Em cartaz no Museu dos Correios até 16 de setembro, a exposição traz obras de uma nova fase na qual as cores estão vivas e intensas e as associações com a esculturas brancas causam estranhamento. “As esculturas são meio fantasmas”, brinca o artista. “A tela é a ilusão. O que quero é inserir as pinturas no mundo e é como se as esculturas saltassem da tela.” Quando a pintura invade o espaço tridimensional, as narrativas propostas por Elias começam a tomar uma forma mais concreta.
Confeccionadas com o mesmo gesso utilizado nas próteses dentárias — o artista é dentista e pintor autodidata —, as esculturas são reproduções de criaturas que brotam na mente de Elias.
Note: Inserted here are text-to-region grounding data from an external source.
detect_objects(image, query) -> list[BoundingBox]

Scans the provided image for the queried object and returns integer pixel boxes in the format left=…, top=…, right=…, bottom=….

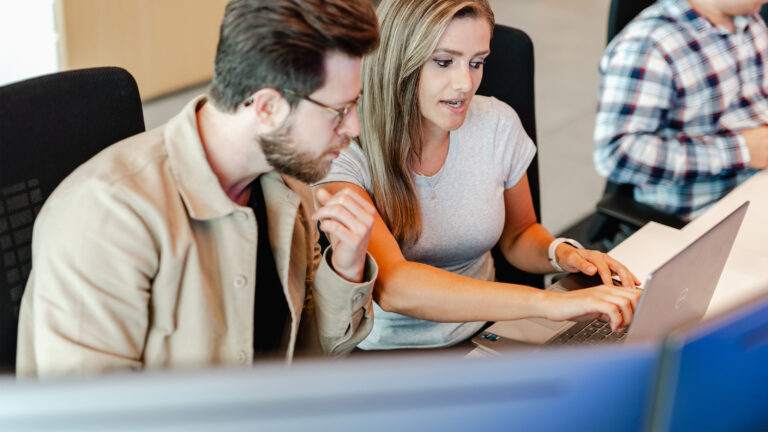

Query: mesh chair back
left=0, top=67, right=145, bottom=371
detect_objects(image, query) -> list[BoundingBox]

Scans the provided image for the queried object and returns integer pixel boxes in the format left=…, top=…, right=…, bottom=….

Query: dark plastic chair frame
left=0, top=67, right=145, bottom=371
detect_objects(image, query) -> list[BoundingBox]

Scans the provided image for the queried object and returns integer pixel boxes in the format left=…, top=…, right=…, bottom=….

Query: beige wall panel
left=57, top=0, right=229, bottom=100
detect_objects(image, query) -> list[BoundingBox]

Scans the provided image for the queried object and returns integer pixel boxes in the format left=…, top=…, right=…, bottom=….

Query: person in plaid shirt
left=594, top=0, right=768, bottom=220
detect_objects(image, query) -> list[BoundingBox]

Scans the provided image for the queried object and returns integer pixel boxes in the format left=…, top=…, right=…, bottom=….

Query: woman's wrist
left=547, top=237, right=584, bottom=272
left=537, top=289, right=565, bottom=321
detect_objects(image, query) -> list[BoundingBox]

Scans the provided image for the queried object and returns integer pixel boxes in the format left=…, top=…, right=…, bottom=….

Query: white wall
left=0, top=0, right=58, bottom=87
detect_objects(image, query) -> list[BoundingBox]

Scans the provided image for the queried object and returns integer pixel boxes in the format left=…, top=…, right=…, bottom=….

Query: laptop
left=472, top=201, right=749, bottom=354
Há coelhinhos, tótens, anêmonas, mãos, pernas, peixes e até coxinhas. E muita alusão ao universo da odontologia, como as raízes de dentes, presentes aqui e ali. Alguns toys industrializados também fazem parte das instalações.
São 10 nichos no total. Cada um reúne pinturas, esculturas e toys interligados por histórias nem sempre muito explícitas. “Esses nichos têm a ver com uma espécie de teatro, porque são montagens”, explica o artista. “E lá está qualquer coisa que me toca. Não faço as figuras, mas crio alguma coisa a partir delas. Não sigo escola ou tendências, faço o que quero e coloco o meu percurso de vida, então tem muita influência da ciência.” Elias também é professor do curso de odontologia da Universidade de Brasília (UnB) e a profissão sempre conviveu com a atividade da pintura, que o artista mantém há mais de três décadas.
Retomada
A pintura, aliás, estava de lado na rotina do artista desde os anos 1980. Nas décadas de 1990 e início do século 21, ele mergulhou na confecção de instalações. Agora, aos 65 anos, está de volta à tela e pincel. “Acho que é uma questão do momento de minha vida. Quando era jovem, era muito impetuoso. Hoje, estou numa fase de transição, estou aposentando e vou me dedicar apenas à arte”, avisa.
Os nichos também refletem a maneira como o artista trabalha. O processo de criação das obras é muito fragmentado e não há uma continuidade. Pedaços de imagens e cenas se enfileiram para ganhar forma em uma produção que não segue sequência ou passos. Elias pode parar de pintar um quadro no meio do processo para se dedicar a uma escultura porque, de repente, teve uma ideia. “Não consigo fazer tudo de uma vez. E acho que os nichos são uma consequência: como sou fragmentado, quebro as histórias”, avisa.
A curadora Renata Azambuja ficou muito surpresa quando descobriu os novos trabalhos de Elias. “Levei um susto, porque é algo muito diferente do que conhecia dele. Lembrava a pintura da década de 1980, mas diferente. É como se ele tivesse criado um tempo para ele. Na pintura, ele é muito preocupado com a questão técnica, mas nas esculturas, ele simplesmente vai fazendo”, analisa. Primeiro, Elias costuma fazer a tela para, em seguida, moldar os bichos no gesso. “E essas combinações são universos diferenciados que saem das pinturas”, garante Renata, que gosta identificar o trabalho de Elias como pós-pop.
Urômelos, coelhinhos e quimeras: trabalhos recentes de Antônio Carlos Elias
Curadoria: Renata Azambuja. Abertura No Museu dos Correios (Setor Comercial Sul Q. 4 Bloco A Edifício Apollo) . Visitação até 16 de setembro, de terça a sexta, das 10h às 19h, e sábados, domingos e feriados, das 14h às 18h.